Gold falls as firmer bond yields dull appeal
By Shreyansi Singh
Gold fell on Wednesday as an uptick in U.S. Treasury yields weighed on bullion's appeal, while investors awaited speeches by several Federal Reserve officials in the wake of data showing higher inflation.
Spot gold fell 0.3% to $1,739.00 per ounce, as of 10:45 a.m. EDT (1445 GMT). U.S. gold futures were down 0.6% at $1,738.00.
The uptick in bond yields seem to be "adding some very light pressure to the (gold) market," said David Meger, director of metals trading at High Ridge Futures.
But gold's pullback looks more technical in nature with the $1,750 level being both a technical and a psychological level of resistance in the short term, Meger added.

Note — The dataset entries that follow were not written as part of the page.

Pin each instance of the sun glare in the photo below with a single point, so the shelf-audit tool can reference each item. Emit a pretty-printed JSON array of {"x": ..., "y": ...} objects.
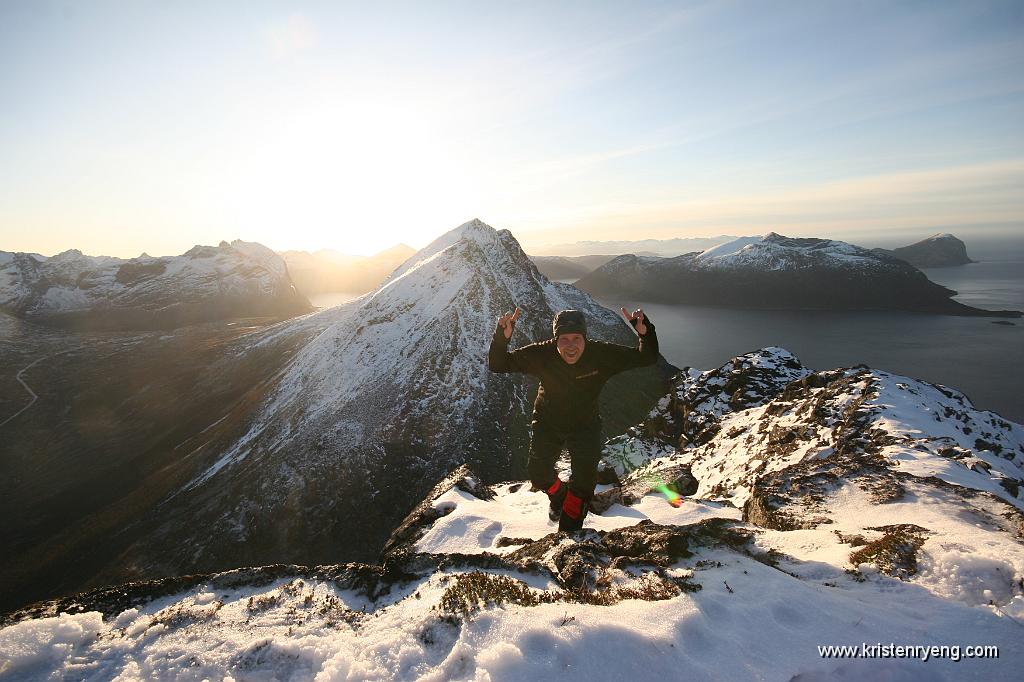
[{"x": 359, "y": 174}]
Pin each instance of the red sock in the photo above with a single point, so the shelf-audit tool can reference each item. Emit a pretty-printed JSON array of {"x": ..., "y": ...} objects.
[{"x": 572, "y": 505}]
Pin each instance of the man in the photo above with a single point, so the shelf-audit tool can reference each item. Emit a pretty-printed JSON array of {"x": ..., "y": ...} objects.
[{"x": 572, "y": 370}]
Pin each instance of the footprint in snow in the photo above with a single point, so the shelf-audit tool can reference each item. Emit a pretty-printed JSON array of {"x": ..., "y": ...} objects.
[{"x": 487, "y": 536}]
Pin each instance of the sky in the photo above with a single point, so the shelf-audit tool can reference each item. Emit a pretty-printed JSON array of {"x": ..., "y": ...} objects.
[{"x": 155, "y": 125}]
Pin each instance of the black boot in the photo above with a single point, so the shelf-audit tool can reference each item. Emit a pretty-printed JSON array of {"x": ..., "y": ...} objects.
[
  {"x": 557, "y": 496},
  {"x": 573, "y": 512}
]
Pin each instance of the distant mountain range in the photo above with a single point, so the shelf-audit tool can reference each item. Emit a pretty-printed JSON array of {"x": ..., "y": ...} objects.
[
  {"x": 304, "y": 441},
  {"x": 936, "y": 251},
  {"x": 73, "y": 290},
  {"x": 779, "y": 272},
  {"x": 329, "y": 271},
  {"x": 568, "y": 267},
  {"x": 673, "y": 247}
]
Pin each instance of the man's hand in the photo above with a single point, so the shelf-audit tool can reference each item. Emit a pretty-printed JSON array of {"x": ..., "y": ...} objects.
[
  {"x": 636, "y": 320},
  {"x": 507, "y": 322}
]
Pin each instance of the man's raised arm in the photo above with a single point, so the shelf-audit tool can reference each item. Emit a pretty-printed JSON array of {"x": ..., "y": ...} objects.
[
  {"x": 499, "y": 357},
  {"x": 645, "y": 353}
]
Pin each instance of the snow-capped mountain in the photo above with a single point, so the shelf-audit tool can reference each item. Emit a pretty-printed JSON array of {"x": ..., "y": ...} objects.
[
  {"x": 942, "y": 250},
  {"x": 843, "y": 508},
  {"x": 392, "y": 392},
  {"x": 780, "y": 272},
  {"x": 71, "y": 289},
  {"x": 329, "y": 271}
]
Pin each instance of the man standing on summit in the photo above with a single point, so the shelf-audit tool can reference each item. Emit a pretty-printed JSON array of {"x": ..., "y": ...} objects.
[{"x": 572, "y": 370}]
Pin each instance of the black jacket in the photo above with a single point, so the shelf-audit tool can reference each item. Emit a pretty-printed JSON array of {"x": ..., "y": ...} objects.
[{"x": 567, "y": 394}]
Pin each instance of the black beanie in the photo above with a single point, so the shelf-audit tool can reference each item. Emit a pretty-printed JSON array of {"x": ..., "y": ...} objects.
[{"x": 568, "y": 322}]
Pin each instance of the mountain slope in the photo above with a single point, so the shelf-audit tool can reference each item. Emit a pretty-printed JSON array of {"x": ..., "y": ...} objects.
[
  {"x": 329, "y": 271},
  {"x": 391, "y": 392},
  {"x": 779, "y": 272},
  {"x": 102, "y": 293}
]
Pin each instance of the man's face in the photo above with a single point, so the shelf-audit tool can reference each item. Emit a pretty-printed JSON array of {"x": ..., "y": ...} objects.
[{"x": 570, "y": 346}]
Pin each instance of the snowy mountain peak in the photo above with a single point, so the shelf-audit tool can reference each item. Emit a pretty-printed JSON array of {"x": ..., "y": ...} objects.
[
  {"x": 104, "y": 292},
  {"x": 383, "y": 395}
]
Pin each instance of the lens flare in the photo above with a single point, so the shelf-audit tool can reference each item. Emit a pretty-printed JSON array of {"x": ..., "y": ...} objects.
[{"x": 674, "y": 498}]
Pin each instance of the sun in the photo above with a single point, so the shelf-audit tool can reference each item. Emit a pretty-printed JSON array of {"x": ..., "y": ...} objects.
[{"x": 358, "y": 174}]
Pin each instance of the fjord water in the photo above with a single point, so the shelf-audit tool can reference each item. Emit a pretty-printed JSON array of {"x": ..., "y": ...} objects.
[{"x": 979, "y": 357}]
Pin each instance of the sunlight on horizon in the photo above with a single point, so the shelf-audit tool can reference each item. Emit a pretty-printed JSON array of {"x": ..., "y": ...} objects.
[{"x": 132, "y": 128}]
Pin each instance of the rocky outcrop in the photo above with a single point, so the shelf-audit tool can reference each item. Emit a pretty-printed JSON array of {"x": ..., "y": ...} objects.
[{"x": 206, "y": 284}]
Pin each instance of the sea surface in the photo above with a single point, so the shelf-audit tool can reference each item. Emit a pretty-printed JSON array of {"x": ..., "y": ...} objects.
[{"x": 983, "y": 359}]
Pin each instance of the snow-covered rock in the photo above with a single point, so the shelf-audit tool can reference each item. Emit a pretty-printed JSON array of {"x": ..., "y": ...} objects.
[
  {"x": 206, "y": 283},
  {"x": 841, "y": 508},
  {"x": 779, "y": 272}
]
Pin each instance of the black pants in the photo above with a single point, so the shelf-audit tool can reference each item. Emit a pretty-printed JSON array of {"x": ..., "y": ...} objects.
[{"x": 584, "y": 443}]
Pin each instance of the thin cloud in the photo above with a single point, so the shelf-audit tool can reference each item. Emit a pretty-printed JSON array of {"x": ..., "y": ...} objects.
[{"x": 297, "y": 34}]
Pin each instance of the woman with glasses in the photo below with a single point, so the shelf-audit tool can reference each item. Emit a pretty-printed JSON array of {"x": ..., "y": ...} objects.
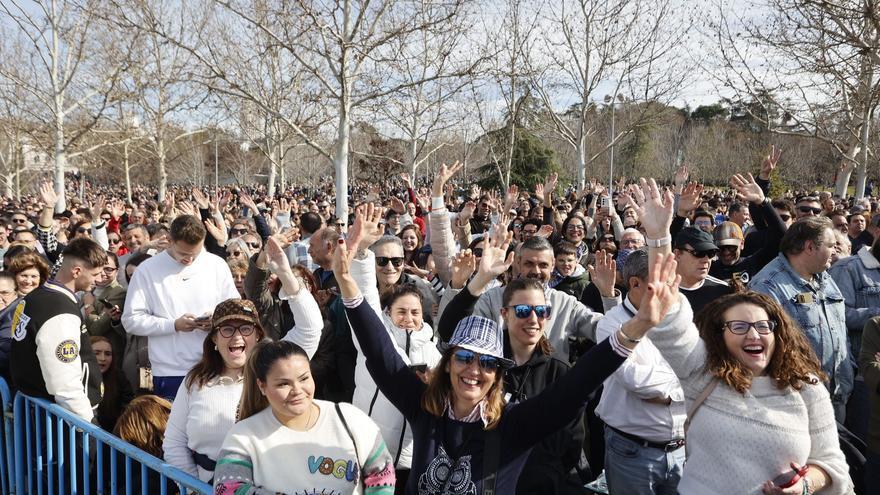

Bullion jumped as much as 0.9% on Tuesday after U.S. consumer prices rose by the most in more than 8-1/2 years in March, kicking off what is expected to be a brief period of higher inflation.
Benchmark Treasury yields recovered slightly, offsetting support for gold from a lower U.S. dollar.
While bullion is considered a hedge against inflation, higher yields challenge that status as they translate into higher opportunity cost of holding bullion.
A tick up of inflation tied with the expectations of the resurgence in demand in the United States is a recipe for higher prices across the board, from equities to commodities, Meger added.
However, gold was supported by comments from Philadelphia Federal Reserve President Patrick Harker who said the Fed will not withdraw its funding just yet even as the U.S. economy could expand by 5% to 6% this year.
"It seems that over the near term there are not many new triggers to substantially move gold prices either way, but the inflation outlook remains the key determinant," said Xiao Fu, head of commodities markets strategy at Bank of China International.
Silver rose 0.3% to $25.41 per ounce and palladium edged 0.2% lower to $2,684.30. Platinum gained 2.3% to $1,182.46.